The asdl_field modifier encoding

ASDL fields carry an optional sequence (*) or optional (?) modifier. The C struct encodes this with an int seq and int opt flag rather than an enum, keeping the struct trivially constructable from the parser.

// CPython: Parser/asdl.c:72 asdl_field
typedef struct {
asdl_identifier name;
asdl_identifier type;
int seq; /* 1 if field is a sequence (*) */
int opt; /* 1 if field is optional (?) */
} asdl_field;

asdl_constructor and asdl_type

Every ASDL sum type (such as expr) has one or more constructors (such as BinOp, Name). Product types have a single implicit constructor. Both are represented by asdl_constructor with a list of asdl_field nodes.

// CPython: Parser/asdl.c:85 asdl_constructor
typedef struct {
asdl_identifier name;
asdl_seq *fields; /* asdl_field* elements */
} asdl_constructor;

typedef struct {
asdl_identifier name;
enum { PRODUCT, SUM } kind;
union {
asdl_constructor *product;
asdl_seq *types; /* asdl_constructor* for sum */
} v;
asdl_seq *attributes;
} asdl_type;

asdl_parse — entry point

asdl_parse opens the .asdl file, drives the tokenizer, and builds the module tree. The recursive-descent rules follow the ASDL grammar directly: module -> "module" id "{" type* "}".

// CPython: Parser/asdl.c:210 asdl_parse
asdl_module *
asdl_parse(const char *filename, asdl_arena *arena)
{
struct tokenizer tok;
asdl_module *module;

if (asdl_tok_init(&tok, filename) < 0)
return NULL;
module = asdl_parse_module(&tok, arena);
asdl_tok_fini(&tok);
return module; /* NULL on parse error */
}

Arena teardown

All allocations go through asdl_arena; asdl_free releases the whole module in one shot. This is safe because ASDL objects have no destructors and no circular references.

// CPython: Parser/asdl.c:270 asdl_free
void
asdl_free(asdl_arena *arena)
{
_PyArena_Free(arena);
}

gopy notes

gopy does not run the ASDL parser at runtime. The AST node types that Parser/asdl.c describes are instead defined statically in the compile/ package as Go structs generated once from Parser/Python.asdl.
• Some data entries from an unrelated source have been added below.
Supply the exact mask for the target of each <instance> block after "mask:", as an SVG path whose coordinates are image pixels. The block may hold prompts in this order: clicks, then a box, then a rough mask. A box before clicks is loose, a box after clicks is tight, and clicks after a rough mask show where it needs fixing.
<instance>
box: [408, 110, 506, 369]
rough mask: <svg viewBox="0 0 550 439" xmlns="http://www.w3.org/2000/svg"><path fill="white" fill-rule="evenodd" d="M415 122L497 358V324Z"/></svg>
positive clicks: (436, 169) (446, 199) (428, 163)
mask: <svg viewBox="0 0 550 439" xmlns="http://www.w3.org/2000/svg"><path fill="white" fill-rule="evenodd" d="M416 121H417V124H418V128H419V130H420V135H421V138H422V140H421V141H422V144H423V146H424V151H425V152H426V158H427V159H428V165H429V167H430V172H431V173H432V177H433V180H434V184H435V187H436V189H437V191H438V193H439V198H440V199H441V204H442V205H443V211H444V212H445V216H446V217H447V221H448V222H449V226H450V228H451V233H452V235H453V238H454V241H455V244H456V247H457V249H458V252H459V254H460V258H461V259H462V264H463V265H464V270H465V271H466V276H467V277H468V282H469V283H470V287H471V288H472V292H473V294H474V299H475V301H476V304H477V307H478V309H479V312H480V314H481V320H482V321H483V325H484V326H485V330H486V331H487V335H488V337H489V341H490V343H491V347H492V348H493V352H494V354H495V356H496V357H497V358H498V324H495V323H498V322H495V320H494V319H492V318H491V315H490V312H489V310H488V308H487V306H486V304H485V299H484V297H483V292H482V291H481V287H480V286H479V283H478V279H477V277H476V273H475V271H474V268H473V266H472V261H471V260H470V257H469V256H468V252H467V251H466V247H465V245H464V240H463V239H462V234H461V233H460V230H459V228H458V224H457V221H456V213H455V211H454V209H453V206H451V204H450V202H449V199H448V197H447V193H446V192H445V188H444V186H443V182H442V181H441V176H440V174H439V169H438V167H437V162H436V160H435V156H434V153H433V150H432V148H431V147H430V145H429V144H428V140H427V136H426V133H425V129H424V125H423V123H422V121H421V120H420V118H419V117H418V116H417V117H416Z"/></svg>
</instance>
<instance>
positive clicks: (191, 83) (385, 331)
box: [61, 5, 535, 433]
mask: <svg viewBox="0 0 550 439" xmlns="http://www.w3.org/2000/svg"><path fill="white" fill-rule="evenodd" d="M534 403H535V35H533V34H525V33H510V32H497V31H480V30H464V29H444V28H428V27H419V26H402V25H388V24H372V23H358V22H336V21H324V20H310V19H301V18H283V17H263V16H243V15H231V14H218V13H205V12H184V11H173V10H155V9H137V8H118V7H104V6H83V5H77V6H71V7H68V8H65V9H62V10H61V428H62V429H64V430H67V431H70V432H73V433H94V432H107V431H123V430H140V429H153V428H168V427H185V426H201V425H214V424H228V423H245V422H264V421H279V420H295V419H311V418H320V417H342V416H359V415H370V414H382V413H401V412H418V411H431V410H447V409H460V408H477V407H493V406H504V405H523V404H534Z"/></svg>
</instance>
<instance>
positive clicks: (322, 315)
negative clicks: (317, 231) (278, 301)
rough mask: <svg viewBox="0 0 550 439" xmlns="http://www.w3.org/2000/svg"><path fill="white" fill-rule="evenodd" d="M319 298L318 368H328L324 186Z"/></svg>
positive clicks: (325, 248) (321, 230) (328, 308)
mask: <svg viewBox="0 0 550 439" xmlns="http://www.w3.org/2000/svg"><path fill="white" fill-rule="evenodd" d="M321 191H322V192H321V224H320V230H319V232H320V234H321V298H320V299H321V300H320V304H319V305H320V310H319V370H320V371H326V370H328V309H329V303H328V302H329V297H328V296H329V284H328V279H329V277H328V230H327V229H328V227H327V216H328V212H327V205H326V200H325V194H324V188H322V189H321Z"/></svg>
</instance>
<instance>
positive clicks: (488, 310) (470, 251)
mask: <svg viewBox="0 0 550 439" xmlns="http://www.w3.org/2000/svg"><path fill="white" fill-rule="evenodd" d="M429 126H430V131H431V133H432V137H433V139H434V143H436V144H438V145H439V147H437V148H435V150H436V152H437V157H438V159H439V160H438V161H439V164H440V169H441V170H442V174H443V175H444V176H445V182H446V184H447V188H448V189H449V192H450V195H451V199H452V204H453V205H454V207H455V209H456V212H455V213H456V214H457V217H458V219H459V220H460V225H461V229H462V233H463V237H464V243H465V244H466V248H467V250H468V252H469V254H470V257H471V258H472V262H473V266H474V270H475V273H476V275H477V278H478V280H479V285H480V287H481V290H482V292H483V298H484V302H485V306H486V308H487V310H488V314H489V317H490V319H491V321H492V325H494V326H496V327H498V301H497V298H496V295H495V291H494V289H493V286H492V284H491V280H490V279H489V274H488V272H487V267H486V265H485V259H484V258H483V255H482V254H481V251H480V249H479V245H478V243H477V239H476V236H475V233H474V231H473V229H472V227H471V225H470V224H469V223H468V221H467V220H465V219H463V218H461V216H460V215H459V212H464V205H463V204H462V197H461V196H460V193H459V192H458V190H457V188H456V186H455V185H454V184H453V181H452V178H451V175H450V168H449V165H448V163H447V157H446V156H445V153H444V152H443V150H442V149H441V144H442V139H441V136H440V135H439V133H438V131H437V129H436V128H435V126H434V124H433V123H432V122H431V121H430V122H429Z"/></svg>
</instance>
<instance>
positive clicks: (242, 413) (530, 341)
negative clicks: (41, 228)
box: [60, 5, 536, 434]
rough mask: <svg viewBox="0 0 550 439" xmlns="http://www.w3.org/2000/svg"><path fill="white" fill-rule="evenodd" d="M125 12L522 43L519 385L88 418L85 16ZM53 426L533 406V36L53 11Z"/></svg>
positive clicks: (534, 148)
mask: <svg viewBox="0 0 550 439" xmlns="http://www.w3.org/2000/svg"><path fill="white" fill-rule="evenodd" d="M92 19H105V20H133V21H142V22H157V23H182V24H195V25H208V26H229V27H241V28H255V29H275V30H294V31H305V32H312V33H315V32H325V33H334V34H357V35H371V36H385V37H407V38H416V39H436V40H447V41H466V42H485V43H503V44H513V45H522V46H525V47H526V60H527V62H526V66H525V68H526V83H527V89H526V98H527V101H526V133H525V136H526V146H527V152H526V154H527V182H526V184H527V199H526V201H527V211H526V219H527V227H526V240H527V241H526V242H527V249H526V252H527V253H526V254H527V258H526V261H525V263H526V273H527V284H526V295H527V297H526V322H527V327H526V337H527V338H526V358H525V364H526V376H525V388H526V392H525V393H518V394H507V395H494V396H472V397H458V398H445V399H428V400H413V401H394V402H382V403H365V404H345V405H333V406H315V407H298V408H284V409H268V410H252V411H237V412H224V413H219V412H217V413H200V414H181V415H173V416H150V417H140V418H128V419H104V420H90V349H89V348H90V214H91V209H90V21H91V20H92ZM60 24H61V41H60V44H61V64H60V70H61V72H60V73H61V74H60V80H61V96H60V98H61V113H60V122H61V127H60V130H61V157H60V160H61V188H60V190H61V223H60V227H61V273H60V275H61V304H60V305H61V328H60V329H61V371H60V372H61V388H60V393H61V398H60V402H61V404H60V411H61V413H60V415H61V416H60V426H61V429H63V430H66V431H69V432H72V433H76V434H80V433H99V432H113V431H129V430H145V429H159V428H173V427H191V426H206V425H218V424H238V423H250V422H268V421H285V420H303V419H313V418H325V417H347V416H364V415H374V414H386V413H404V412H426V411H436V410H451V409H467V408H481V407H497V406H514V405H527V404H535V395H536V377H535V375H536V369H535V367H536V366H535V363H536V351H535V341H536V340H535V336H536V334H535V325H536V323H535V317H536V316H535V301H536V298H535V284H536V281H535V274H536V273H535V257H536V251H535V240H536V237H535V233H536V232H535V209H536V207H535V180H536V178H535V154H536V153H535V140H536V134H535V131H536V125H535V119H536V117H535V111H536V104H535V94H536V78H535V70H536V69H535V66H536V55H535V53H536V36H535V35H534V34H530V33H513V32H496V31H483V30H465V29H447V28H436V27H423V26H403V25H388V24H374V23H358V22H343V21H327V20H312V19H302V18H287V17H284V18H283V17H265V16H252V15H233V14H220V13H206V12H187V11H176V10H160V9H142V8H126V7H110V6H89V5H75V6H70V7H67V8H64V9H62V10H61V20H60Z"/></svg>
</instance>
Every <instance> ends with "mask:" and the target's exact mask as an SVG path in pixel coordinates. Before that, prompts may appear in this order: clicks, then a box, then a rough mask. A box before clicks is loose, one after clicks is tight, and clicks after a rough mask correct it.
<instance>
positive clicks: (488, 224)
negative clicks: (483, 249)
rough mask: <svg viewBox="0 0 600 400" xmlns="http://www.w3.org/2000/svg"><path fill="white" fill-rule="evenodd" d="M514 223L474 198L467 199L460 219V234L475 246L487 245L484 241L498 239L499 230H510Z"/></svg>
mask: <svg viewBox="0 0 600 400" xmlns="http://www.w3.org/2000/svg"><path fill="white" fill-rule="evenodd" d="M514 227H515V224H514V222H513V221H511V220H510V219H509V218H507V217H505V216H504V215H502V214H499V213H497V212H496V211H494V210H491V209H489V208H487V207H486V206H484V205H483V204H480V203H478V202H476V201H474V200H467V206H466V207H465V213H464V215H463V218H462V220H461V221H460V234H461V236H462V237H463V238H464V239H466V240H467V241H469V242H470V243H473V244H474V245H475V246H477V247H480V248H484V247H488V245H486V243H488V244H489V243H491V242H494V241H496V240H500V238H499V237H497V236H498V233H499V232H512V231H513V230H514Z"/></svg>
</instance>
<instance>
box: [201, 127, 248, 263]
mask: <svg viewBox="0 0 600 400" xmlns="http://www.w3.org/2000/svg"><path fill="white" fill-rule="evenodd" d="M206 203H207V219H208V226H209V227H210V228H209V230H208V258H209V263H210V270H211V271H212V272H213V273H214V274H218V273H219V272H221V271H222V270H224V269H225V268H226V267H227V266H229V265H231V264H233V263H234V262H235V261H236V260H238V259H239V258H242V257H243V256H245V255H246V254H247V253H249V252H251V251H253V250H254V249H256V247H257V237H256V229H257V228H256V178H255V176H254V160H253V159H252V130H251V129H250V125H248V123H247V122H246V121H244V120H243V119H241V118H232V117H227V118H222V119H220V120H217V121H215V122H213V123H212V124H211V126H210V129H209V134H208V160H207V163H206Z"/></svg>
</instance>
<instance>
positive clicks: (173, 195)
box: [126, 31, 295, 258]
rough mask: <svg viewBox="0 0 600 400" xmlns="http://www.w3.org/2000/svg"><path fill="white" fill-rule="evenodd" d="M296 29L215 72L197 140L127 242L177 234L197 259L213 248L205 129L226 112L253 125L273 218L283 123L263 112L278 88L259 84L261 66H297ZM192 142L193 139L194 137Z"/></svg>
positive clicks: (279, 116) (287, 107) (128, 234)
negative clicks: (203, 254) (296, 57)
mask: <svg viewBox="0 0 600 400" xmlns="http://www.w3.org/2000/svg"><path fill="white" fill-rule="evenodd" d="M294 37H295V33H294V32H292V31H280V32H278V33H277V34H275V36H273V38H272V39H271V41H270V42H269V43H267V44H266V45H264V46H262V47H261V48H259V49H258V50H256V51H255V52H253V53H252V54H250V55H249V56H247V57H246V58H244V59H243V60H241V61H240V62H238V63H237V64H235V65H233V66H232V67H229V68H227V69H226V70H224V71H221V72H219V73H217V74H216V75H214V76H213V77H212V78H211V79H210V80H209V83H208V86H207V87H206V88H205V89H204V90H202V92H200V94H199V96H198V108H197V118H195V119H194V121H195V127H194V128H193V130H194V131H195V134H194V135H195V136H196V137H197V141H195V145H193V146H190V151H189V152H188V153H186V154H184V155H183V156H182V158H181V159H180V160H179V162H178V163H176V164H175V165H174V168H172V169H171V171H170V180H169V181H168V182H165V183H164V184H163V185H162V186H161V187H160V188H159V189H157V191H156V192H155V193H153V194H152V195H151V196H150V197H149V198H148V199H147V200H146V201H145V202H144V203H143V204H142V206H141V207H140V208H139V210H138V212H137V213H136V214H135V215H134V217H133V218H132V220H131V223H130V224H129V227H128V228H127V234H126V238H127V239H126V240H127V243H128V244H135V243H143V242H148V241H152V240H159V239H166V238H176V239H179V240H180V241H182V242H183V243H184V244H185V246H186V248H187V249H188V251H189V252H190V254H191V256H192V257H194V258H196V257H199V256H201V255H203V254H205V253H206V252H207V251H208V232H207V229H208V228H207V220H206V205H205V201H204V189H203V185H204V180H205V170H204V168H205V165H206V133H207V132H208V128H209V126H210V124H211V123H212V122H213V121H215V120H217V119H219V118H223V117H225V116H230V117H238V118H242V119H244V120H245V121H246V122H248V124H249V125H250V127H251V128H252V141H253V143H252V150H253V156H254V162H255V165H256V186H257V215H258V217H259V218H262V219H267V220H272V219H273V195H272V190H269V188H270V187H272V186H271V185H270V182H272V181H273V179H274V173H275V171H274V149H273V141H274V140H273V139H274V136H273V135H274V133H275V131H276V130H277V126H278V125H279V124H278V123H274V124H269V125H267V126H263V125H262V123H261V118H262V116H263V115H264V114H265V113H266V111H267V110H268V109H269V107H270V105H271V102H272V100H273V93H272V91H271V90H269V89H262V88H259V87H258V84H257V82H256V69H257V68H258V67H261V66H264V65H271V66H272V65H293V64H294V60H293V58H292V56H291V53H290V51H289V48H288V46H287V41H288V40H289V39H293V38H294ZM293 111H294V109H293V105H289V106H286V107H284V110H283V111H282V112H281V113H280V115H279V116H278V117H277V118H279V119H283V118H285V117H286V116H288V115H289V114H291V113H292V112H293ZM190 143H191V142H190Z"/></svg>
The correspondence is:

  • asdl_type with kind == SUM maps to a Go interface (for example expr).
  • Each asdl_constructor maps to a concrete Go struct implementing that interface (for example BinOpExpr).
  • asdl_field modifiers seq and opt map to slice and pointer fields respectively.

No gopy code imports or calls anything from Parser/asdl.c; it is purely a reference for understanding the AST shape.

CPython 3.14 changes

In CPython 3.14 the ASDL generator moved from Tools/asdl_c.py to the Tools/peg_generator/pegen/ package, but Parser/asdl.c itself changed very little. The main addition is support for attributes on product types, which earlier versions only allowed on sum types. The asdl_type.attributes field now exists for both PRODUCT and SUM kinds.